An object’s angular momentum is its linear momentum multiplied by its distance from the center. If Isaac drifts towards the slice’s center (radial distance decreases), either he speeds up to compensate or he transfers angular momentum to other particles by colliding with them.
But vortices are rarely perfectly straight. Moreover, the galactic-cloud kind are generally lumpy and composed of different-sized particles. Suppose our vortex gets kinked by passing a star or a magnetic field or even another vortex. Between-slice gravity near the kink shifts mass kinkward and unbalances the slices to form a lump (see the diagram).
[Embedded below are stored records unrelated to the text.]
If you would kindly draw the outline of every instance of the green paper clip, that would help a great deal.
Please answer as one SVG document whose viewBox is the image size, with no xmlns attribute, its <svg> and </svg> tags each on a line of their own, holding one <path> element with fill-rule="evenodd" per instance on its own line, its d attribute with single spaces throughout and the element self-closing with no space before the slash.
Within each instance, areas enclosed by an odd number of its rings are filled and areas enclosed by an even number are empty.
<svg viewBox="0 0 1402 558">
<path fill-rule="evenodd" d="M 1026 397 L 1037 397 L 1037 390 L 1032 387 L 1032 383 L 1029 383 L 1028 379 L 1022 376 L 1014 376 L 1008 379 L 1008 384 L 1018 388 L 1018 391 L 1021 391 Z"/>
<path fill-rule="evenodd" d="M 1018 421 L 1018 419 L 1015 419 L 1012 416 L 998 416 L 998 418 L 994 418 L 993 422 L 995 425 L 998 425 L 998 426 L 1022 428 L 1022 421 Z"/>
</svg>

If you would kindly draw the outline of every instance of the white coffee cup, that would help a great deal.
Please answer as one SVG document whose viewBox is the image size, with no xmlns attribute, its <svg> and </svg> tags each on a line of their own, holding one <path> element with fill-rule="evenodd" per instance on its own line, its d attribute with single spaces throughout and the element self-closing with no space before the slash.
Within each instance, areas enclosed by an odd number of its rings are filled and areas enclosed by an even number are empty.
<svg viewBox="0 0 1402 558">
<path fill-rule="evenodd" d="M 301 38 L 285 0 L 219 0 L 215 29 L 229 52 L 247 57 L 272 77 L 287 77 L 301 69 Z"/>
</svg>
The lump’s concentrated mass in turn attracts particles from adjacent slices in a viscous cycle (pun intended).
After a while the lumpward drift depletes the whole neighborhood near the kink. The vortex becomes host to a solar nebula, a concentrated disk of dust whirling about its center because even when you come in from a different slice, you’ve still got your angular momentum. When gravity smacks together Isaac and a few billion other particles, the whole ball of whacks inherits the angular momentum that each of its stuck-together components had. Any particle or planetoid that tries to make a break for it up- or down-vortex gets pulled back into the disk by gravity.
That theory does a pretty good job on the conventional Solar System — four rocky Inner Planets, four gas giant Outer Planets, plus that host of asteroids and such, all tightly held in the Plane of The Ecliptic.
How then to explain out-of-plane objects like Pluto and Eris, not to mention long-period comets with orbits at all angles?
We now know that the Solar System holds more than we used to believe. Who’s in is still “objects whose motion is dominated by the Sun’s gravitational field,” but the Sun’s net spreads far further than we’d thought. Astronomers now hypothesize that after its creation in the vortex, the Sun accumulated an Oort cloud — a 100-billion-mile spherical shell containing a trillion objects, pebbles to planet-sized.
At the shell’s average distance from the Sun (see how tiny Neptune’s path is in the diagram) Solar gravity is a millionth of its strength at Earth’s orbit. The gravity of a passing star or even a conjunction of our own gas giants is enough to start an Oort-cloud object on an inward journey.
These trans-Neptunian objects are small and hard to see, but they’re revolutionizing planetary astronomy.